When I’m on the road, I’m always like, ‘I miss home’. Ten different contests a year, you’re gone every month of the year, so when I was gone it was always like ‘Oh, I want to be home.’ But now that I’m home, I realize why I’m a pro surfer: I actually love traveling. I love competing. And I’m like, ‘Whoa,’ – I really miss it.

She’s spending these pandemic days at her family home on the North Shore:
I’ve just been surfing, but that’s nothing different from my normal life because – I know it’s bad – but I don’t really do any training or working out or yoga or anything. I occasionally will hike the bunker, but other than that I just kind of surf or play in the yard with my family.
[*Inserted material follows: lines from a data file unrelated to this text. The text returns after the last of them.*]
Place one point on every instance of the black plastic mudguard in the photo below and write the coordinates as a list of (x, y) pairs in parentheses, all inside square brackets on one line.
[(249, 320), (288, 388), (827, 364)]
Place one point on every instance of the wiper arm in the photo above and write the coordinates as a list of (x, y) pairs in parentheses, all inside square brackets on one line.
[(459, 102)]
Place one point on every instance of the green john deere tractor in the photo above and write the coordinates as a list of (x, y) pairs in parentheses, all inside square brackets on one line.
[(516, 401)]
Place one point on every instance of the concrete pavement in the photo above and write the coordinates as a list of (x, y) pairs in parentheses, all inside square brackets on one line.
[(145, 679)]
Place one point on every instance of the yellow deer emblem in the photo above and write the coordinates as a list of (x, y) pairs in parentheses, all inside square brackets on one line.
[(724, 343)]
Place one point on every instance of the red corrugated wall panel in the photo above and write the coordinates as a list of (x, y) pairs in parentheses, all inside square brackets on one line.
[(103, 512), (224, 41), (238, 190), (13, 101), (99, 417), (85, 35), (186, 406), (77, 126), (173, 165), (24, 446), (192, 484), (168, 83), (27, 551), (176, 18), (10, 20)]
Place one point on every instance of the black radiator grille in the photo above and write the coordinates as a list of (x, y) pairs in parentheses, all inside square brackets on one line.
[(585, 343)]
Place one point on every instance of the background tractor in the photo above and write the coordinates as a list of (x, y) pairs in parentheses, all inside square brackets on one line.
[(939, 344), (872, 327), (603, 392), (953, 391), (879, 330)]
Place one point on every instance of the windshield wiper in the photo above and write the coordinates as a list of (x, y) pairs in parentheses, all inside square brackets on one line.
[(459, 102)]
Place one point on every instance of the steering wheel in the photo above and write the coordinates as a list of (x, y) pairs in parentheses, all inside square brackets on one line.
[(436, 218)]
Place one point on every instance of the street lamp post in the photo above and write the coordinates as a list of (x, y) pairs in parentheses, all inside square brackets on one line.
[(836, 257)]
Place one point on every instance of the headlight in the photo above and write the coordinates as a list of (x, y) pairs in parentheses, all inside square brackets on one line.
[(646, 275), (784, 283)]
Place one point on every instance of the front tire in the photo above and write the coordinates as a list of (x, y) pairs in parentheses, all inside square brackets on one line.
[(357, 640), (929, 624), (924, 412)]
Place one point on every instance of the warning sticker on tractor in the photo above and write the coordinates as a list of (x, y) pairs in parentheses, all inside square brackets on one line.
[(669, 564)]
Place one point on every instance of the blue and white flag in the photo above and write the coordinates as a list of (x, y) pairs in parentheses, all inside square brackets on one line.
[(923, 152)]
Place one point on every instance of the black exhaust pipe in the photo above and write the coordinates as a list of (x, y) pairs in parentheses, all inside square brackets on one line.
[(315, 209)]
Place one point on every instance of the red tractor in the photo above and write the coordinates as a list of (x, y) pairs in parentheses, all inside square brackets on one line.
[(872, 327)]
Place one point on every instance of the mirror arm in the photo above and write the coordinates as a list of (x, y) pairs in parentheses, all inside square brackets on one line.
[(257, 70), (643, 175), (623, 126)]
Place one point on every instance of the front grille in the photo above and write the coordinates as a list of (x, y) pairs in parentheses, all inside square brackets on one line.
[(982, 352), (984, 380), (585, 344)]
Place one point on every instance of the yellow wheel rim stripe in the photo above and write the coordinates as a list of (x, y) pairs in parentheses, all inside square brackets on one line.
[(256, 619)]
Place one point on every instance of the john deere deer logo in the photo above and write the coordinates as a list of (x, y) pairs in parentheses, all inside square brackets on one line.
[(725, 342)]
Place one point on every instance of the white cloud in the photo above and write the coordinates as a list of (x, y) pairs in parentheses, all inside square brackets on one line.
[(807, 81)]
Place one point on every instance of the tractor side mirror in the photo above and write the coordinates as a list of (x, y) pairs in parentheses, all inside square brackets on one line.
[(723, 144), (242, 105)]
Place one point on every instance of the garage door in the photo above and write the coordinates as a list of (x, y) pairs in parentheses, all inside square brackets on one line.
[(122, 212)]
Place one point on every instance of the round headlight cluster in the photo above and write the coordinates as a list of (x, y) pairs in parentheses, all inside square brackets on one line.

Actually, my siblings and I have been playing a lot of football. And… what else…? Oh! Hula hooping! Just funny games, but I swear, it’s like a workout keeping up with all them! If anything, this pandemic has taught me a handful of new skills!

She’s thinking ahead and, like most of us, she’s got big plans:
I’ve been thinking about things I’m going to do that I was holding back on. I really wanted to go snowboarding this year and I was like, ‘No, I shouldn’t.’ But nope! [COVID/stay at home order] has really given me the motivation to be like, ‘You know what? I’m gonna go!’ It’s actually kind of cool because now you can gather your thoughts and make a plan for the future… it really sucks what’s going on the world but hopefully this will all be over and we can get back to our normal lives!